» » HAGL counts on foreign funds for huge projects

VNREHoang Anh Gia Lai Corp. (HAGL) is looking to international capital sources for its multi-million projects in Vietnam, Laos and Cambodia as the group finds it hard to access big loans domestically, said the group’s top leader.

It is difficult to look for big loans, particularly the long-term ones from local banks and the fact is that lending interest rates are high, HAGL chairman Doan Nguyen Duc told the Daily before an extraordinary shareholder’s meeting here on Thursday. The group at the meeting sought approval of shareholders for a plan to raise a maximum US$200 million through issuing callable bonds in overseas markets.

Duc said HAGL’s board of directors had passed the plan and they wanted agreement from shareholders to move forward. At the meeting, the overwhelming majority of shareholders voted in favor of the bond issuance and then having these certificates of debt listed on the Singapore Exchange.

Duc believed in the success of the bond issuance, saying that the money to be raised from the dollar-denominated bonds would be mainly used for growing 51,000 hectares of rubber trees in Vietnam, Laos and Cambodia, as well as constructing hydropower plants in Vietnam and Laos.

Vo Truong Son, deputy general director of HAGL, told the Daily after the shareholder’s meeting that the annual coupon of the bonds would be publicized after Standard & Poor’s and Moody’s announced their credit ratings for the group, hopefully in January next year.
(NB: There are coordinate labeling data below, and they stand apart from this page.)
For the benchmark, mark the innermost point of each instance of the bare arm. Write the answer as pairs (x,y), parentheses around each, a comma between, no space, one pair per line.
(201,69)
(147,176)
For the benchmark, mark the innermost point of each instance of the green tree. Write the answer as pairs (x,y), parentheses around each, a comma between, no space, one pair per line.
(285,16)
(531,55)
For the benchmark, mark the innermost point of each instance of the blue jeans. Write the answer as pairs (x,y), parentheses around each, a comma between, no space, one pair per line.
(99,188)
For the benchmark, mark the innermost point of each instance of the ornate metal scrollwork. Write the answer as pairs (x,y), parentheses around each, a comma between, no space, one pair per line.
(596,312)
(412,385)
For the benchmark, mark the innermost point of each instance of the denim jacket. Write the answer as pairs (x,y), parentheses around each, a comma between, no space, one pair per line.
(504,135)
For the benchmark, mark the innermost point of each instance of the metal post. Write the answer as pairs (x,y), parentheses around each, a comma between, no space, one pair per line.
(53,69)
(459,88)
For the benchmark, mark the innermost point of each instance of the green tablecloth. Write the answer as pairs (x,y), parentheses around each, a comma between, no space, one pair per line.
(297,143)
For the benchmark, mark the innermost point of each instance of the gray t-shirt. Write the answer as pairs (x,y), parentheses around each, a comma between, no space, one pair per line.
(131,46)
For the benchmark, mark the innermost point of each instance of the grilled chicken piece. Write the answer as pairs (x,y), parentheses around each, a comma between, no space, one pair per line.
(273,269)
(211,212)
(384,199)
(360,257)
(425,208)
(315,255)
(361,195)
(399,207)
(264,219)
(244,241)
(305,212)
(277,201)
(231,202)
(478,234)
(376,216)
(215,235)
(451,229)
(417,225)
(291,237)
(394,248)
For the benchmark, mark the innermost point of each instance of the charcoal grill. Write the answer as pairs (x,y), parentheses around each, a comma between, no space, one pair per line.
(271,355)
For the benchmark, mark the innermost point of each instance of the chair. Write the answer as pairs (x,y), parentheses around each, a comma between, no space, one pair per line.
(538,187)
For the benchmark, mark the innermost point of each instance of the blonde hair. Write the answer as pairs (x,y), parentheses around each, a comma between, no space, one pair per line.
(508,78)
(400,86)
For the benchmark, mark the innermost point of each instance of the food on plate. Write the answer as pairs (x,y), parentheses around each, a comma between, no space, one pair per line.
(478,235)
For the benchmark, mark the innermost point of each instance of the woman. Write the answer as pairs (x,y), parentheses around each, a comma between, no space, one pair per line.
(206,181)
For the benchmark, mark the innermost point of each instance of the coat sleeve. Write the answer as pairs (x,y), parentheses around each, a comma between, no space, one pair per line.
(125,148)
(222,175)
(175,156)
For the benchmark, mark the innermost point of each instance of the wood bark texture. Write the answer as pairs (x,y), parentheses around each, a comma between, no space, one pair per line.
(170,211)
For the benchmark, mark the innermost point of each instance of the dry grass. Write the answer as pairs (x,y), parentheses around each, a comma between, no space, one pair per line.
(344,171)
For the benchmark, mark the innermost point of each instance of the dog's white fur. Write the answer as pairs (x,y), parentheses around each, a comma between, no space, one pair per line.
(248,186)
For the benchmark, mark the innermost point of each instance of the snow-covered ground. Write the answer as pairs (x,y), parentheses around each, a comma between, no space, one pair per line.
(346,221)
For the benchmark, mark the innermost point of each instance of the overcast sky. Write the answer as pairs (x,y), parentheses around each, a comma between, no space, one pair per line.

Son said that the two international rating agencies had engaged in HAGL after Credit Suisse signed an agreement to assist the group with issuing the bonds more than one month ago.

Son said HAGL would use the shares at its subsidiaries as a guarantee for the bonds, which have a term of five years. The group would have an option to redeem prior to their maturity, or around 2014 when most of the group’s major rubber plantation, hydropower generation and mining projects generated revenues.

Son emphasized that as the bond issuance was not urgent at the moment, HAGL would wait until an opportune time came so that it would be able to make the most of the bonds. He explained the group now had VND3.6 trillion (some US$185 million) available for its investment projects throughout 2011 and even until the first quarter of 2012.

HAGL chairman Duc said to prepare sufficient capital for investment projects in the long term and to cash in on the coming opportunities, HAGL had completed a deal to sell 19 million of its shares valued at around US$70 million to Deutsche Bank in December and sold convertible bonds worth some US$60 million to Singapore’s Temasek earlier this year.

Duc said that HAGL would have finished planting 51,000 hectares of rubber tress in 2012, a year when the group will have yields from rubber projects. The group plans to invest some US$225 million in this area.

HAGL has spent US$58 million on hydropower developments, and will pump an extra US$120 million in these projects next year and US$137 million in 2012. The group is aiming to commission all its hydropower projects with combined generation capacity of 420 megawatts by the end of 2012.

HAGL put into operations its Dak Srong 2 Hydropower Plant in October and saw its Dak Srong 2A go online in the first quarter of next year. The Ba Thuoc 1 and 2, and Dak Srong 3A are under construction.